Le P. Jacques Loiselet est né le 11 novembre 1924. Il a suivi ses études primaires et secondaires à Lesneven dans le Finistère, puis il est entré au noviciat de la Compagnie de Jésus le 6 octobre 1941 à Laval. Après le juvénat et la philosophie, il a entrepris des études de médecine à Lyon de 1947 à 1953. Ensuite, de 1953 à 1957, il a fait ses études de théologie à Fourvière et il est ordonné prêtre le 31 juillet 1956 à Lyon. En 1963, il a obtenu un doctorat en chimie biologique.
Il était destiné à rejoindre les jésuites qui travaillent en Chine et c’est pour cela qu’il a appris le chinois, mais les événements politiques n’ont pas permis que ce projet se réalise. Alors, il est envoyé au Liban en 1958, où il a enseigné pendant plus de 50 ans la biochimie à la Faculté de médecine de l’USJ et a fondé le Laboratoire de génétique dans lequel il a longtemps travaillé. Il est décédé dans son sommeil le 6 septembre, à la Résidence des jésuites à Beyrouth.
Témoignage d’une ancienne étudiante du P. Jacques Loiselet
De l’oiselet, il n’avait que la démarche sautillante, aussitôt qu’il se retrouvait devant un tableau, une craie à la main.
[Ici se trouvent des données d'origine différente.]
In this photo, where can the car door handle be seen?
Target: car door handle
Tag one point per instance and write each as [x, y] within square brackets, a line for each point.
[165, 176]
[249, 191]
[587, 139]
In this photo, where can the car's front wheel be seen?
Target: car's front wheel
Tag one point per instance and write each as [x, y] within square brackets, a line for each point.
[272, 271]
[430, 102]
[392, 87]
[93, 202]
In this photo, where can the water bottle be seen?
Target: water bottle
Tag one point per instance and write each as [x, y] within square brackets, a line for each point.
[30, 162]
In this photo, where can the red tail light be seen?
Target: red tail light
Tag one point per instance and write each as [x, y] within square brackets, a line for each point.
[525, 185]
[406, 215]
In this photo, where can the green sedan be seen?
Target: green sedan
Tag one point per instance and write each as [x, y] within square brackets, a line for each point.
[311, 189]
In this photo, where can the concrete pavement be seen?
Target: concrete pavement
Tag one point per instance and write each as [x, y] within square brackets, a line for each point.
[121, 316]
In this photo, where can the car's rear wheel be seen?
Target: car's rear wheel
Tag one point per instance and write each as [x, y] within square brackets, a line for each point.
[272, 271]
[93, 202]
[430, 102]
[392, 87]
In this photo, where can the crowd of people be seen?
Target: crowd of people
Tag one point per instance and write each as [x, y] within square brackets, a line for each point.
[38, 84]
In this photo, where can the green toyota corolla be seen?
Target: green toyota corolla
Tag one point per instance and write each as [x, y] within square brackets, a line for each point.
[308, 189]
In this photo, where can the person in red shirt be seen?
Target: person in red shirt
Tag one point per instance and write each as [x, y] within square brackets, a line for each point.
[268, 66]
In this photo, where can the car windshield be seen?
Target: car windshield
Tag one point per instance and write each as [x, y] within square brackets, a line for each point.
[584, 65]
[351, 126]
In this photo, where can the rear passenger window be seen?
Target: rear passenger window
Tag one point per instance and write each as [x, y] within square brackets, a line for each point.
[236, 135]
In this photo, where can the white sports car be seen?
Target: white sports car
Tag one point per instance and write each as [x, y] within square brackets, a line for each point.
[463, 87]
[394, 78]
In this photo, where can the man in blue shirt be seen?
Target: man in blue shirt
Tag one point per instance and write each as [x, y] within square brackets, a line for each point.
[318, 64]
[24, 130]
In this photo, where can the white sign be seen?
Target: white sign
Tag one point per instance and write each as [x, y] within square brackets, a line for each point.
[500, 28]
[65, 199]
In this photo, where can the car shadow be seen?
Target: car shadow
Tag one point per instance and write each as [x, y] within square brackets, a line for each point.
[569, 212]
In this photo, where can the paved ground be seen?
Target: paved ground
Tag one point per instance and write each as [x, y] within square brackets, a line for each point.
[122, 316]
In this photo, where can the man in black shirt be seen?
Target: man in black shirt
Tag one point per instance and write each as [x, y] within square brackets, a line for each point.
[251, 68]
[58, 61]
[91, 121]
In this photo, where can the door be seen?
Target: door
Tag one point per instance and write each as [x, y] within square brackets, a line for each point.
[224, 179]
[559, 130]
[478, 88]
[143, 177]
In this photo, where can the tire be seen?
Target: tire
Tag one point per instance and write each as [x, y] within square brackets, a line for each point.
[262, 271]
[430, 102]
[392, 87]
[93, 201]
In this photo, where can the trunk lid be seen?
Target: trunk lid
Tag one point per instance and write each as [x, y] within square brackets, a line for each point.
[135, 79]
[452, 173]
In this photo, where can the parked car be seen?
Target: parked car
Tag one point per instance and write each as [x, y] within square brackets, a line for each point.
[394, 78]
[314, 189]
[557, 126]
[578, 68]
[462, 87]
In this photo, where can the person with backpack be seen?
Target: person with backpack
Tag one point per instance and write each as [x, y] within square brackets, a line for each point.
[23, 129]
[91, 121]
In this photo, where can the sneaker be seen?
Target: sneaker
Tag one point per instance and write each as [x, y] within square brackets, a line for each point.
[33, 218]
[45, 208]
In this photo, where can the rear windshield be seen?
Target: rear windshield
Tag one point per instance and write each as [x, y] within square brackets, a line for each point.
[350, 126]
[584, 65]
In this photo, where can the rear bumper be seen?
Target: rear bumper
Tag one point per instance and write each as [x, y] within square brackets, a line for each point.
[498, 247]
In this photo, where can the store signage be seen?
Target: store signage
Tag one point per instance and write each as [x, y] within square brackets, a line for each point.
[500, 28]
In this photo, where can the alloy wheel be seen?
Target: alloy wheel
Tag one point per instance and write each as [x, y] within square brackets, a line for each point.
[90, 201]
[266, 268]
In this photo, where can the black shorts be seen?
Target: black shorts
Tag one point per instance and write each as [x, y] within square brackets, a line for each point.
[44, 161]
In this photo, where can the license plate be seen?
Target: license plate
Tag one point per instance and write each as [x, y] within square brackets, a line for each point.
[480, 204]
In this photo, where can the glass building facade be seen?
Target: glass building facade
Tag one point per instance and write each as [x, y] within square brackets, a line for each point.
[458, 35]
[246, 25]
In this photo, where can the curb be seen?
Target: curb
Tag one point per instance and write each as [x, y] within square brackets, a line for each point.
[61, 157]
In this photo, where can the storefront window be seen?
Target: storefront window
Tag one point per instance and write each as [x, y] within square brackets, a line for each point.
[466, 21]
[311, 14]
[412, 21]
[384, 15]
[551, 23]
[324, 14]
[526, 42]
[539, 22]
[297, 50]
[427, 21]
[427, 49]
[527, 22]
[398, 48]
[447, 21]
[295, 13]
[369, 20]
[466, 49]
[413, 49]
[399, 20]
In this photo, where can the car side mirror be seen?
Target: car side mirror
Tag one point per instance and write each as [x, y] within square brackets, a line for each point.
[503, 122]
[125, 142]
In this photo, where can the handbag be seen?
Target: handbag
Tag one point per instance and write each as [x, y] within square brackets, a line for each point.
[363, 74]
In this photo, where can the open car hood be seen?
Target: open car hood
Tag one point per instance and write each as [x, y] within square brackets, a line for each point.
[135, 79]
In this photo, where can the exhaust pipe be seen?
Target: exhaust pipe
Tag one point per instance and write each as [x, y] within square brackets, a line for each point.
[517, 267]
Son regard était celui d’un rapace, à l’affût, vif, perçant et mobile… avec cette lueur au fond qui s’allumait pour s’émerveiller encore de la curiosité du monde… Et une couleur… Un matin, il avait dû boire du regard le bleu de l’Atlantique quand il épouse la Manche et il avait dû clore ses paupières pour y fixer pour toujours la nuance avant de tourner le dos à jamais à sa Bretagne…
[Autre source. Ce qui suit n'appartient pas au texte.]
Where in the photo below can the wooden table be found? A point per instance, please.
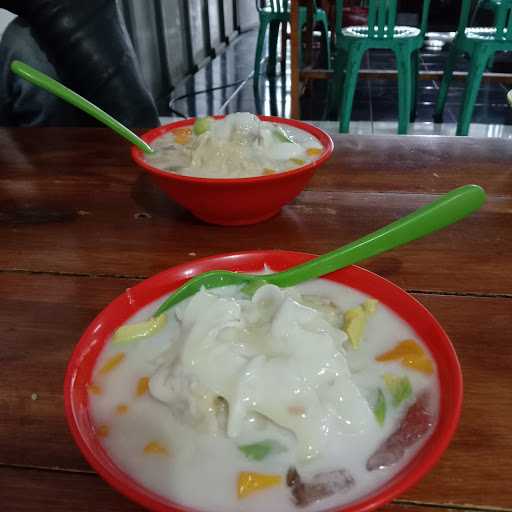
(79, 224)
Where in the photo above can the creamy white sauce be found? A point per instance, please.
(238, 146)
(224, 346)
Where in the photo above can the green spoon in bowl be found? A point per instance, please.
(448, 209)
(49, 84)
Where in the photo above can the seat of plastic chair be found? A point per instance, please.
(484, 34)
(399, 32)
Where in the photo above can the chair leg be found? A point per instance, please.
(478, 63)
(272, 47)
(262, 32)
(403, 58)
(349, 85)
(284, 37)
(445, 84)
(325, 36)
(414, 81)
(335, 86)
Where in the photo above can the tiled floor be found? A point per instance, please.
(228, 82)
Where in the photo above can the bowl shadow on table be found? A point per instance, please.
(155, 202)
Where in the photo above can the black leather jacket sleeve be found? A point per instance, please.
(87, 43)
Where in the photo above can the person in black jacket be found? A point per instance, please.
(83, 45)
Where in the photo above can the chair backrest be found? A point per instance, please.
(272, 5)
(382, 17)
(502, 10)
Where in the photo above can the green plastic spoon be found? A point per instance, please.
(49, 84)
(448, 209)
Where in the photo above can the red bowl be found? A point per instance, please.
(82, 362)
(232, 202)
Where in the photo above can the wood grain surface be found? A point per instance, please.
(79, 223)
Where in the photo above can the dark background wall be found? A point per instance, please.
(174, 38)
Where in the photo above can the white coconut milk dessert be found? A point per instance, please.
(237, 146)
(300, 398)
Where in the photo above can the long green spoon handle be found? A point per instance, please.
(446, 210)
(49, 84)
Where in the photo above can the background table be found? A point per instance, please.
(80, 223)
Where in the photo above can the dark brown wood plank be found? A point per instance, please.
(25, 490)
(101, 234)
(43, 316)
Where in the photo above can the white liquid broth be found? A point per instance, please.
(200, 468)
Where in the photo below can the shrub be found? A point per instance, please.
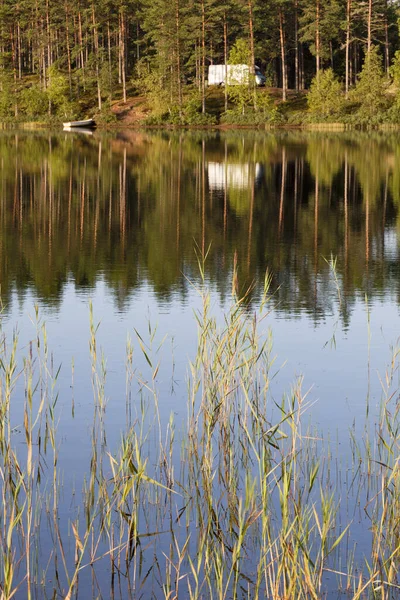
(369, 92)
(325, 99)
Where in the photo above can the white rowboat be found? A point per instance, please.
(87, 123)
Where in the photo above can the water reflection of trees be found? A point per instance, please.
(131, 209)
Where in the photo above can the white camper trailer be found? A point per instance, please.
(233, 75)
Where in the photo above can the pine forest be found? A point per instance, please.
(323, 60)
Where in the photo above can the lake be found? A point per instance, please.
(113, 247)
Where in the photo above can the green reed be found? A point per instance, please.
(238, 501)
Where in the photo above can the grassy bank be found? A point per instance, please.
(240, 500)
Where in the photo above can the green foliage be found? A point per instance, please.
(369, 92)
(325, 98)
(150, 82)
(191, 111)
(6, 95)
(34, 102)
(105, 116)
(58, 94)
(240, 53)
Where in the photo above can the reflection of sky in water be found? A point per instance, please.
(245, 209)
(332, 361)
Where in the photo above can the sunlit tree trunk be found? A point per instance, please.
(348, 33)
(283, 53)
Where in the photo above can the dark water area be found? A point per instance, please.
(137, 222)
(131, 209)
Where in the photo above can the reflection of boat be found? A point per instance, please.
(233, 175)
(88, 123)
(79, 130)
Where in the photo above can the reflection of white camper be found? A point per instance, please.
(231, 175)
(233, 75)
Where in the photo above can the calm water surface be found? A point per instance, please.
(121, 220)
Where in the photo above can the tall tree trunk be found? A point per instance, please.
(226, 62)
(96, 51)
(296, 46)
(252, 53)
(109, 60)
(122, 46)
(348, 34)
(178, 56)
(369, 26)
(387, 59)
(317, 35)
(68, 48)
(283, 53)
(203, 58)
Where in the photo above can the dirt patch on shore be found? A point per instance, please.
(131, 113)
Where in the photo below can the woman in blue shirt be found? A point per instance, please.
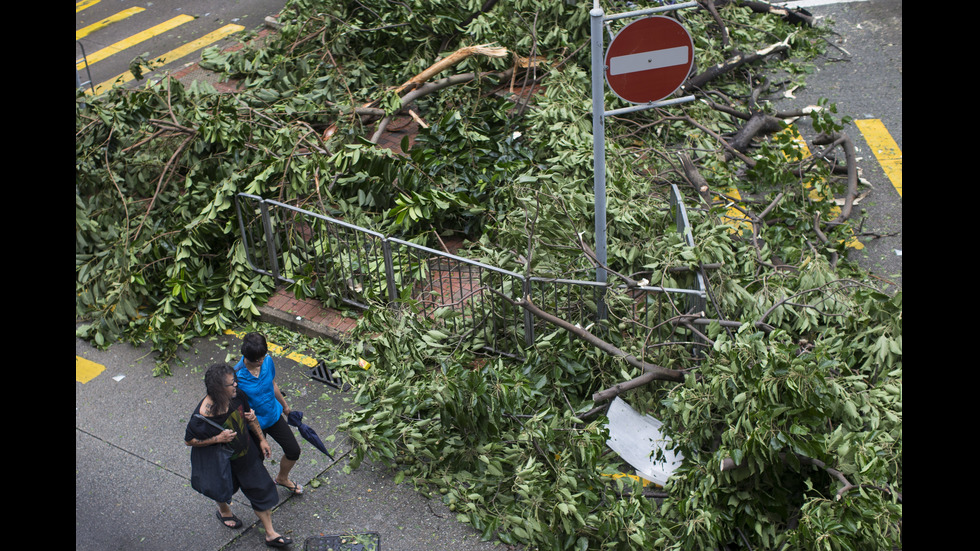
(256, 378)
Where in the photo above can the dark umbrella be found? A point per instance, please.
(296, 419)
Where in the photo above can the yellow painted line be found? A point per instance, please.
(174, 54)
(79, 34)
(643, 481)
(84, 4)
(278, 351)
(884, 148)
(133, 40)
(86, 370)
(736, 218)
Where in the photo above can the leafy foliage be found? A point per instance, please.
(798, 394)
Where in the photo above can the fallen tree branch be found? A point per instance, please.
(699, 80)
(434, 69)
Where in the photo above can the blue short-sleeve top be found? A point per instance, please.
(260, 391)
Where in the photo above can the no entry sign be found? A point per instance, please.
(649, 59)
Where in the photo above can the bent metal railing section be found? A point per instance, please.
(357, 266)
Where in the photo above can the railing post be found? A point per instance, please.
(528, 318)
(270, 240)
(389, 270)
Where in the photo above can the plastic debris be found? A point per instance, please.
(640, 440)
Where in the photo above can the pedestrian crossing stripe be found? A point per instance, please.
(82, 33)
(173, 55)
(884, 148)
(85, 4)
(132, 41)
(86, 370)
(278, 351)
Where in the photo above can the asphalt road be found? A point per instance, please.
(205, 16)
(862, 75)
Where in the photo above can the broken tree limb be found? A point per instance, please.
(795, 16)
(654, 372)
(699, 80)
(728, 464)
(850, 156)
(427, 89)
(449, 61)
(759, 123)
(431, 71)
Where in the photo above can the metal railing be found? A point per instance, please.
(331, 258)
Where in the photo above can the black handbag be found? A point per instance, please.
(211, 469)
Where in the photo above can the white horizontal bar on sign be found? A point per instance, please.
(644, 61)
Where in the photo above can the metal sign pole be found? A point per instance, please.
(597, 18)
(599, 150)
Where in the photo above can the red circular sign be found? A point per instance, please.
(649, 59)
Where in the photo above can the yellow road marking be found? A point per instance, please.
(885, 149)
(133, 40)
(174, 54)
(734, 217)
(80, 34)
(83, 4)
(86, 370)
(278, 350)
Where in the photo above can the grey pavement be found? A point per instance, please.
(862, 75)
(132, 469)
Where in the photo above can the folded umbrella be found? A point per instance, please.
(295, 419)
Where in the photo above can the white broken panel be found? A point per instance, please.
(638, 439)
Pour des centaines d’étudiants, il a été la douche froide qui les a sortis de leurs torpeurs adolescentes. Lancés à 17 ans, avec pour toutes munitions quelques innocentes notions de chimie, nous nous retrouvâmes au front, face à lui, qui maniait avec dextérité des molécules tentaculaires qui n’en finissaient pas de se ramifier et de s’enrouler, au point de nous asphyxier parfois au bout de nos nuits blanches. Beaucoup plus tard, quand j’ai pu l’appréhender loin de l’angoisse du jugement, il m’est arrivé de me demander ce qui avait poussé le jeune homme d’alors à tout abandonner pour s’installer ici, et partager nos années d’enfer sans faillir, ni ciller.
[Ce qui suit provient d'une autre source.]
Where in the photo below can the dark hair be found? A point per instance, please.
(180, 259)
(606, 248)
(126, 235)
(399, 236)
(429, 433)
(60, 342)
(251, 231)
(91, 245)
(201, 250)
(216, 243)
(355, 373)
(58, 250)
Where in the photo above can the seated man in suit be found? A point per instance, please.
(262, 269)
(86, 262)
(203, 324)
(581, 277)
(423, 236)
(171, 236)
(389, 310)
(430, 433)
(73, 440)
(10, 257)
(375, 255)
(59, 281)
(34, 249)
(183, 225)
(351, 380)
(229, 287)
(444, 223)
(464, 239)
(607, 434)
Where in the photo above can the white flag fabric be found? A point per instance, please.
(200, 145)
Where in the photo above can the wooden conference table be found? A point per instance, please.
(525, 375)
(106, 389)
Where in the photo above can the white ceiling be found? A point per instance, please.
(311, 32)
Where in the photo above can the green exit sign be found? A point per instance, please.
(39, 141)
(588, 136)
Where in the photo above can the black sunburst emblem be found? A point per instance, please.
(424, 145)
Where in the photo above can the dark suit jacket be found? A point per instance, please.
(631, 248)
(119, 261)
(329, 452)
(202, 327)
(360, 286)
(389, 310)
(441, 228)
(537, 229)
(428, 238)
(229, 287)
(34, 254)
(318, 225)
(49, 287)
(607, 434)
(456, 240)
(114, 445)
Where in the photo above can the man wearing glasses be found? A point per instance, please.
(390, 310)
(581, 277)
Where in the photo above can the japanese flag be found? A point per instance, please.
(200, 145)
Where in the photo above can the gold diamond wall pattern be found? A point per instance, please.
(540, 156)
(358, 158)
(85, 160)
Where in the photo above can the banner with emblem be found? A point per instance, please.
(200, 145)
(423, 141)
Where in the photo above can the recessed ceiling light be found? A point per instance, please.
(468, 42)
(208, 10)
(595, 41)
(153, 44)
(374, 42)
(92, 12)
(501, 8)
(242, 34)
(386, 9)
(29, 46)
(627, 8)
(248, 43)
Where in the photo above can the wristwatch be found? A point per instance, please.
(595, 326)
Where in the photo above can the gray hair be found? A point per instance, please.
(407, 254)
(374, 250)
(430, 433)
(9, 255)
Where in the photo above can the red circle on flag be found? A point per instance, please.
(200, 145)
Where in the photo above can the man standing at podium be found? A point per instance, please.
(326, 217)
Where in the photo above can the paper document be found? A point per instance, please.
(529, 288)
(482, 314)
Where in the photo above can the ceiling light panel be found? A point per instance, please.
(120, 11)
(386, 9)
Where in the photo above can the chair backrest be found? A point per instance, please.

Si, la semaine, il s’évertuait à faire de ses élèves des hommes et des femmes pour demain, le week-end, il chaussait ses souliers et arpentait son pays d’adoption du nord au sud, mais aussi en profondeur, participant avec ses amis du spéléoclub à la découverte des merveilles sous-terraines d’un pays qui s’autodétruisait en surface. Cette curiosité infinie, ce questionnement sans fin du pourquoi et du comment, l’ont guidé toute sa vie. Il avait ainsi embrassé les grandes découvertes du siècle passé, l’ADN de Watson et Crick, et le système immunitaire et sa merveilleuse complexité avec tous les questionnements vertigineux qui ont dû se poser à l’homme de foi qu’il était. Car oui, cet homme qui jonglait avec les nuances les plus pointues de la science, qui parlait de l’infiniment petit avec l’émerveillement d’un enfant qui réussit à démonter un jouet complexe, appartenait à ces hommes de foi d’antan, pour qui l’éducation et la culture multidisciplinaires étaient en soi une glorification de Dieu.
Enfin, il était le plus libanais des bretons et le plus breton des libanais. Taciturne et droit, il était fin observateur de la nature humaine. En 1989, quand enivrés par des promesses tonitruantes et illusoires de libération, nous séchions des cours pour manifester notre soutien à un homme, il nous avait finement conseillé de rester perdre notre temps sur les bancs de la faculté car cela nous serait plus utile au long terme. Reposez en Paix, mon Père, dans les bras du Seigneur.